2. Buna çok dikkatli olmak zorunda olmayı da ekleyelim…
Kim ne derse desin öğretmenler öğrencileri tarafından rol modeli olarak alınmaya en yakın kişilerdir. Günlerinin büyük kısmını birlikte geçirdikleri öğrencilerin üstünde bir laflarının, tek bir sözlerinin, hatta bakışlarının bile etkisi çok büyük olur. Özellikle küçük yaştaki öğrencilerle çalışan öğretmenler bilir; öğrencilerinin zihinleri bembeyaz bir tahtaya benzer. İşte bu yüzden öğretmenler her zaman söylediklerinin ve yaptıklarının farkında olarak davranmak için ellerinden geleni yaparlar.

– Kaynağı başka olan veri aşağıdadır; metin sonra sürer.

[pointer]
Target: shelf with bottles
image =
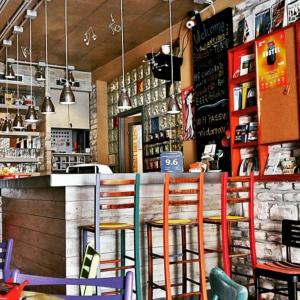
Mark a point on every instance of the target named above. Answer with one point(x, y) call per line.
point(61, 161)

3. Birine bir şey öğretmek dünyanın en zor şeylerindendir
En son ne zaman birine bir şey öğrettiniz? Öğretmenlerin mesleğinin kolay olduğunu söylemeden önce birkaç dakikalığına bunu düşünün. Ve hayır, kendi kuşağınızdan olmayan birine akıllı telefon kullanmayı öğretmekten bahsetmiyoruz…
4. Velilerle uğraşmak her zaman çok kolay olmayabilir…
Sınıfın toplu başarısı kadar öğrencilerin bireysel başarıları da bir öğretmenin sürekli önceliklerindendir. E tahmin edersiniz, her öğrenci bir diğeri kadar başarılı olamayabilir, bunun da elbet pek çok farklı sebebi vardır ama bunu öğrencinin anne babasına makul şekilde izah edebilmek başlı başına bir sanattır.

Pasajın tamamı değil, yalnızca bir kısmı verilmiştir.